Outdoor spaces that abut closed roads will have access to some of the roadways, as long as enough space is left for emergency vehicles to pass through. So far, the City has determined Pearl Street between 9th and 11th (and alleys) will be closed, as well University Hill between Pennsylvania and 13th Street.

Outdoor spaces will need to be clearly defined from one another through some sort of fencing — it could be potted plants or a mural or a real-life fence. The City is coordinating an effort to connect local artists to restaurants to fill out their outdoor dining spaces.

If they or the City don’t own the parking spaces adjacent to their buildings, restaurants and retail spaces will have to work with their landlords to determine how much space they can use and if there is a fee. Too, City Council has discussed offering a leasing or payment assistance program for additional tables, chairs, umbrellas, etc.

Live music and ornamental lighting will be allowed until 9 p.m. Though Lane Drager, with Boulder County health, said in the session it will be imperative for businesses to ensure there isn’t a globbing together of people to enjoy that music.

This expanded outdoor dining program will run through the summer, concluding on Sept. 30.

Pickup and delivery service will likely continue at many of these restaurants, but the big thing for these in-person dining changes, is that they’re likely to be a huge boost for restaurant revenues. Even if folks are hesitant to come back, the hope is that every week will bring more and more diners and we’ll soon have places where you can’t place a reservation even if you wanted one.

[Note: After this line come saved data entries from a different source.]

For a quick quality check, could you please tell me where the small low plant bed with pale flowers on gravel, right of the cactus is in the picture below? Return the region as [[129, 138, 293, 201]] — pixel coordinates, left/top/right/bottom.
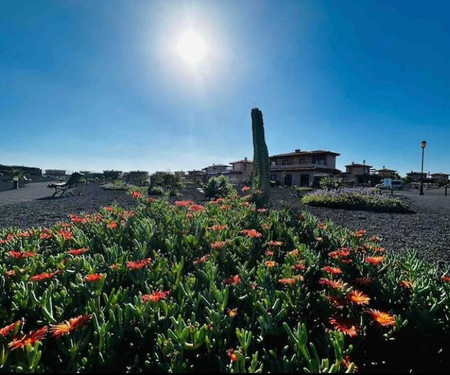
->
[[302, 188, 408, 212]]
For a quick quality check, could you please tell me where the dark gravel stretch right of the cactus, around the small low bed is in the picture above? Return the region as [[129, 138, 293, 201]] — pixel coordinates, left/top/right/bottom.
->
[[272, 188, 450, 266]]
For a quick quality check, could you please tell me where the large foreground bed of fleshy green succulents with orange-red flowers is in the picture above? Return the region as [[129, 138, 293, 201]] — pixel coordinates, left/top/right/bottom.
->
[[0, 192, 450, 372]]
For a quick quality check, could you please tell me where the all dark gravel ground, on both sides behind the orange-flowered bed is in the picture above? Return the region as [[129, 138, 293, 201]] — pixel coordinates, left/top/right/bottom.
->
[[0, 183, 450, 265]]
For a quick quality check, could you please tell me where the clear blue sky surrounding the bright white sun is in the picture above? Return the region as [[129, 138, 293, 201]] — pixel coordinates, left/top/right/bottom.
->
[[0, 0, 450, 175]]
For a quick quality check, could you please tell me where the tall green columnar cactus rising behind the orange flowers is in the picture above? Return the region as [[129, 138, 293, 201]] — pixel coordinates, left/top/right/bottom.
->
[[252, 108, 270, 207]]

Some restaurants have been anticipating the changes. The Walnut Café, for instance, which will open on May 29, has put up plastic partitions between booths with staff members planning to be fully decked in protective equipment. The restaurant group wrote a hopeful message to the community announcing their changes, while also asking for grace from diners during this time: “Please don’t go to these businesses and complain about changes that were forced upon them due to lost revenue, lost employees, new policies and protocols. They don’t have the same business they had two months ago.” 

Flagstaff House is reopening for dinner service on May 28. Its spacious indoor dining room allows for social distancing, but so does its outdoor covered terrace. Reservations for the patio and window seats (as always) are recommended. It’ll also be instituting further safety guidelines.

Some restaurants, of course, will need time to get their outdoor dining spaces ready and safe for diners. Blackbelly wrote on Facebook that outdoor dining is coming, but it may take a few weeks.

“The sudden announcement by our governor, while appreciated, was done without enough notice for us to adequately prepare our spaces. We are working quickly to accommodate all of our guests’ needs, while maintaining the highest standards of safety and health for everyone, including our own employees. … We hope to get this ready as soon as possible, but this will not be rushed.”

And other restaurants have used this as a time to change their models. Arcana, which switched to a takeout/delivery model during the pandemic, is taking its time to reorganize: “We’ve been dreaming about a big evolution at Arcana for a while, we’re going for it. When we reopen our doors later in the summer, there will be something new, different and exciting at Arcana,” the company wrote in a social media post. 

Further details will follow on what other roads will be closed, and certainly we’ll see just how fruitful this new era of summer dining will for restaurants, but one thing is clear: If we’re safe and kind and mindful of others, this could be a lot of fun.